How to Prove the Continuity of a Derivative?

[Treadstone 71]

If f is differentiable on (a,b), does it imply that f' is continuous on (a,b)? If so, is there a way of proving it?

 

[amcavoy]

Do you mean if f(x) is differentiable at every value of x in [a,b]?

 

[Hurkyl]

The nice thing about analysis is that, unless you have a clever trick to apply, the right first step is almost always the same: rewrite the question in terms of the definitions. (i.e. continuity and derivatives are defined in terms of limits, and limits have an epsilon-delta definition)

 

[devilkidjin]

yes, if is differentiable it has to exists

this can be concluded by the domain being within it

 

[HallsofIvy]

yes, if is differentiable it has to exists
this can be concluded by the domain being within it

I have no idea what this means! "domain being within it"? What does "it" refer to? In fact, what does "it has to exist" refer to? This doesn't appear to have anything to do with the original question- whether the existence of f' on an interval implies that f' must be continuous on that interval.

The answer to that question is "no"- for example the function
$f(x)= x^2sin(\frac{1}{x})$ if [tex]x \neq 0[/itex], f(0)= 0
is differentiable at every point on (-1, 1) but that f' is not continuous at 0.

A lot of people confuse continuity of the derivative with the fact that, if a function is differentiable at a point, the function must be continuous at that point.

 

[Treadstone 71]

What's the derivative of your said function at 0?

I'm pretty sure if f is differentiable on I, then f' is continuous on I.

 

[Rocketa]

yes.

lim(x->x0) {[f(x)-f(x0)]/(x-x0)}*lim(x->x0){x-x0}=0

Therefore, lim(x->x0){f(x)-f(x0)}=0, lim(x->x0) {f(x)}=f(x0)..

 

[shmoe]

What's the derivative of your said function at 0?

For Hall's example, f'(0)=0, you can work it out using the definition of the derivative. The limit of f' as you approach zero doesn't exist and your assertion that f' must be continuous is false.

Derivatives do have an intermediate value property though. If f is differentiable on [a,b] and f'(a)<c<f'(b) then f'(x)=c for some x in (a,b)

 

[HallsofIvy]

No, treadstone and rocketa, the question was NOT "if f is differentiable is f continuous?"

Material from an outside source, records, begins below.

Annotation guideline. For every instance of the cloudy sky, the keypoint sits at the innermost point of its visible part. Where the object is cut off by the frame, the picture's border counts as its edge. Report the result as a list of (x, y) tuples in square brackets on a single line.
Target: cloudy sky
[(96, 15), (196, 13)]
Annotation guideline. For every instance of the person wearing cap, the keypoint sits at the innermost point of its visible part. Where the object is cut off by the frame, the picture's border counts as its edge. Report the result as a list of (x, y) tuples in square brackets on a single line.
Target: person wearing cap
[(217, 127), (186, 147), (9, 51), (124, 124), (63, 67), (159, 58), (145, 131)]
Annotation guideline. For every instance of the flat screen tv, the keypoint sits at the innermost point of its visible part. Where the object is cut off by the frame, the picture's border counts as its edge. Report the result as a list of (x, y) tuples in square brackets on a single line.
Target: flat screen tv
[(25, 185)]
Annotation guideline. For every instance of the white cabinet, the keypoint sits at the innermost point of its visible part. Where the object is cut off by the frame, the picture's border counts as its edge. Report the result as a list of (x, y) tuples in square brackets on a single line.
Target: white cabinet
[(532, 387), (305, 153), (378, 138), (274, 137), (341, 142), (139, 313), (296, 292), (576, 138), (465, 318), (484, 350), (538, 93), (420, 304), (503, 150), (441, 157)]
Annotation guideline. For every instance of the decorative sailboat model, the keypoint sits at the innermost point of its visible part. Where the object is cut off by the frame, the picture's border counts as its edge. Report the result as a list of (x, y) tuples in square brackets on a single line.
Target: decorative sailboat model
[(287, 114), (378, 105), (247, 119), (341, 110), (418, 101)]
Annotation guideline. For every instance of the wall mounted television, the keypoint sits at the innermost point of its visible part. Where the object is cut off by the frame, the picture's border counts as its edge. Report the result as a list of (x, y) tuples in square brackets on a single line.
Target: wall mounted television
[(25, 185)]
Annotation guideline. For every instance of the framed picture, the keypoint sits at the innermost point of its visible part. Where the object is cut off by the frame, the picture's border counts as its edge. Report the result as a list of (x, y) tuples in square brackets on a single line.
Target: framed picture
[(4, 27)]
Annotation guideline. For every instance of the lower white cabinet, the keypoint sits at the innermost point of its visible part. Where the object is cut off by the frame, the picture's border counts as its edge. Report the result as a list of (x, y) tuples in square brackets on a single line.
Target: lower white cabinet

The question was "If f is differentiable is f '(x) continuous?". without a space between the f and the ' it's a little bit hard to see but if you look closely it's there! If f is differentiable on an interval, it's derivative is NOT necessarily differentiable there. The example I gave earlier:
f(x)= x²sin(x) if x is not 0
f(0)= 0
is differentiable on for all x but its derivative is not continuous at x= 0.

What's the derivative of your said function at 0?

If that was a reference to my example, the derivative at 0 is, of course
$$lim_{x\rightarrow 0}\frac{x^2sin(\frac{1}{x})}{x}= lim_{x\rightarrow 0}x sin( \frac{1}{x})= 0$$

For x not equal to 0, the derivative is
$$2x sin(\frac{1}{x})- cos(\frac{1}{x})$$
which does not have a limit as x goes to 0.

That is, the derivative exists for all x but is not continuous at x=0.

 

[Treadstone 71]

Ah yes, I was searching for the intermediate value property, thinking it was continuity. Thanks for clearing that up.

 

[mathwonk]

is f' continuous somewhere?

 

[Rocketa]

No, treadstone and rocketa, the question was NOT "if f is differentiable is f continuous?"
The question was "If f is differentiable is f '(x) continuous?". without a space between the f and the ' it's a little bit hard to see but if you look closely it's there! If f is differentiable on an interval, it's derivative is NOT necessarily differentiable there. The example I gave earlier:
f(x)= x²sin(x) if x is not 0
f(0)= 0
is differentiable on for all x but its derivative is not continuous at x= 0.
If that was a reference to my example, the derivative at 0 is, of course
$$lim_{x\rightarrow 0}\frac{x^2sin(\frac{1}{x})}{x}= lim_{x\rightarrow 0}x sin( \frac{1}{x})= 0$$
For x not equal to 0, the derivative is
$$2x sin(\frac{1}{x})- cos(\frac{1}{x})$$
which does not have a limit as x goes to 0.
That is, the derivative exists for all x but is not continuous at x=0.

Nod, Nod.

I misunderstood the question. Sorry!